The banning of motorbikes in major Vietnamese cities to combat worsening traffic congestion is once again on the table after Hanoi’s Department of Transport on Monday unveiled its plan to restrict non-resident motorbikes from entering the capital by 2025.
In 2013, a government-approved development plan to reduce land-road traffic in Vietnam by 2020 speculated that there would be 36 million motorbikes and 3.5 million cars in the country by that year.
There are still four years to go until the deadline, but 45 million motorbikes are already roaming Vietnam’s roads. At current rates that number is expected to reach 60 million by 2020.
“Vietnam’s motorbike planning has been completely disrupted,” Dr. Luong Hoai Nam, economic expert and former CEO at Vietnam-based low-cost airline Jetstar Pacific, said in an interview with Tuoi Tre (Youth) newspaper.
Nam has been a dedicated and vocal proponent of banning motorbikes in major cities as a countermeasure to traffic congestion ever since the discussion was first brought up in Vietnam.
The economic expert said his interest in the issue took shape in 2007, when he first heard of a similar move by China’s Guangzhou administration.
“I was so thrilled. After some further study, I found that Guangzhou was only following the footsteps of Beijing and Shanghai, where the ban had been in place for much longer. There are currently around 150 Chinese cities where motorbikes are prohibited,” Nam explained of his support for the ban in Vietnam.

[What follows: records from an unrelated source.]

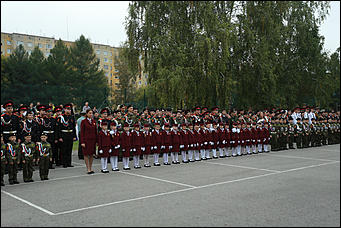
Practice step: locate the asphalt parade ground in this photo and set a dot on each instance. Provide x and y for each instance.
(298, 187)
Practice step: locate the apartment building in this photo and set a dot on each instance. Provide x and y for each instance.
(106, 54)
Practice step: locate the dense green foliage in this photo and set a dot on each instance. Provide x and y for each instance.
(67, 75)
(233, 53)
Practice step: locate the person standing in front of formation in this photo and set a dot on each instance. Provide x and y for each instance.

Nam said cities with similar or even less developed economies than Vietnam’s are also taking steps to implement a ban on motorbikes, citing Yangon and Jakarta, the respective capitals of Myanmar and Indonesia, Vietnam’s regional neighbors in Southeast Asia.
“You can do the math. There are currently 7.5 million motorbikes registered in Ho Chi Minh City, and an additional one million non-resident motorbikes moving around the city each day. With 3,750 kilometers of road in total, Ho Chi Minh City handles over 2,000 motorbikes on every kilometer of its roads,” Nam explained.
“With 500,000 additional motorbikes registered each year, in five years we won’t be able to move an inch on our roads,” Nam stressed.
The expert added that a ban on motorbikes must be accompanied by the equal development of public transport to handle the massive shift in public commuting habits.
The convenience of a motorbike, which enables one to get virtually anywhere in Vietnamese cities without any additional walking, has stripped Vietnamese city-dwellers of the habits of walking or taking public transport in their daily commute, Nam remarked.
In response to a question on whether a ban on personal motorbikes, but not cars, would be unfair for those who could not afford a car, Nam said Vietnam should learn from Singapore to set a cap on the number of new car registrations each year, while imposing high fees on those who drive personal cars into the city center or at rush hour.
“This is why most people in Singapore or Hong Kong still prefer public transport in their daily commute despite owning a car, as the cost of driving a car is too high,” Nam said.
According to Nam, buses would be the most suitable form of public transport for Hanoi and Ho Chi Minh City, for only these vehicles can carry commuters through the complex network of small roads typical of each city.
The cities would each need 30,000 buses, at the cost of VND3 billion (US$133,929), to sufficiently handle the influx of commuters, according to Nam's estimations.
Nam added that Ho Chi Minh City also lacks a trans-city highway connecting Tan Son Nhat International Airport with the Phu My Hung area in District 7, allowing vehicles to travel directly between the two ends of the city without going through winding roads filled with intersections.
Meanwhile, urban traffic expert Dr. Nguyen Xuan Thuy was not so thrilled with the idea of banning motorbikes in Vietnamese cities.
“How is the 80 percent of the Vietnamese population using personal motorbikes to commute after the ban?” Thuy raised the question.
According to Thuy, until public transport in the country becomes more developed a ban on personal motorbikes would make traffic congestion even worse.
Thuy said the people will give up their personal motorbikes, even without a ban, as soon as public transport is made more convenient.
“The people must have the freedom to choose for themselves. This is not a matter of imposition,” Nam concluded.